Estábamos ambos acostados; esta conversación era de cama a cama (él me había cedido la suya y se había tendido en un catre de tijera, armado al otro lado de la alcoba) y, aunque ya habíamos apagado la luz y charlábamos a oscuras, casi diría que vi en su voz la sorpresa de su cara, el asombro, la admiración… ¿No era cosa de reírse? A mí me resultó divertido. Y el caso es que yo no había dicho nada semejante; hablaba en hipótesis, y ni siquiera sé cómo fue el ocurrírseme aludir a París en ese momento. ¡Qué absurdo! Él había quedado atónito, y yo -se comprenderá- no iba a defraudarlo ahora. Resultaba divertido; y, total, ¿qué importancia tenía? Seguí con la broma adelante.

– Pues ¡claro está, hombre! -le dije-. Los años pasan para todos. La última vez que nos vimos, tú no vendías todavía maquinaria sino tan sólo herramientas; ahora, tienes el almacén lleno de trilladoras mecánicas. Entre tanto, yo también he tenido que ampliar mis asuntos, y con esa ocasión ¡es natural!, he salido al extranjero.

– ¡Caramba, Roquete! ¿Cómo no me habías dicho nada? Conque el primo Roque viajando por extranjis…

Estaba de veras impresionado el muy simplón: "¡Caramba, caramba!", repetía. Aquello no le cabía en la cabeza.

– Pero, dime una cosa: ¿cómo puedes entenderte por ahí, por esas tierras?

– Hombre, eso no es tan difícil.
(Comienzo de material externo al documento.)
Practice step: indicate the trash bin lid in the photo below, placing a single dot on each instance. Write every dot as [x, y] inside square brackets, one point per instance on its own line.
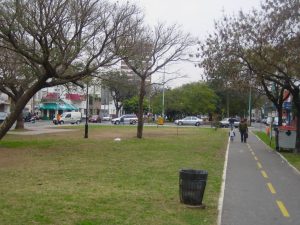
[193, 174]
Hay mucha gente que sale al extranjero, y nadie hasta ahora se ha perdido.

– Pero tú; no sabías idiomas, que yo sepa.

– Nadie nace sabiendo sino el suyo, y aun ése tiene que aprenderlo.

– ¿Me vas a decir que has aprendido idiomas?

– Y eso ¿qué tiene? Es cuestión de ponerse a ello cuando la necesidad lo exige. Mira: por ejemplo, el italiano tú lo entiendes casi sin estudiar una palabra; es igual en un todo al español, con sólo terminar en ini. Acabas las palabras en ini, y ya te tienes hablando italiano. Si ni es idioma; es el español, hablado a lo marica. Inglés y alemán, eso ya sí, son palabras mayores. Ahí si, tienes que sudar…

Yo, desde luego, hablaba en broma, pero aquel tontaina de Severiano lo tomaba en serio y me cerraba cualquier salida; de manera que no hubo sino seguirle la corriente. Y así fue como surgió la estúpida historia del manuscrito, que nos entretuvo la noche entera. Estaba yo un poco irritado ya, y quería cambiar de conversación; pero él volvía como una mosca, zumbando, zumbando: "¡De modo que has aprendido idiomas!" Reflexionaba. Hasta que, después de un mediano silencio, agregó por fin:

– Pues mañana te voy a mostrar un papelito que nos ha dado muchos quebraderos de cabeza, justamente por no haber aquí nadie que supiera idiomas.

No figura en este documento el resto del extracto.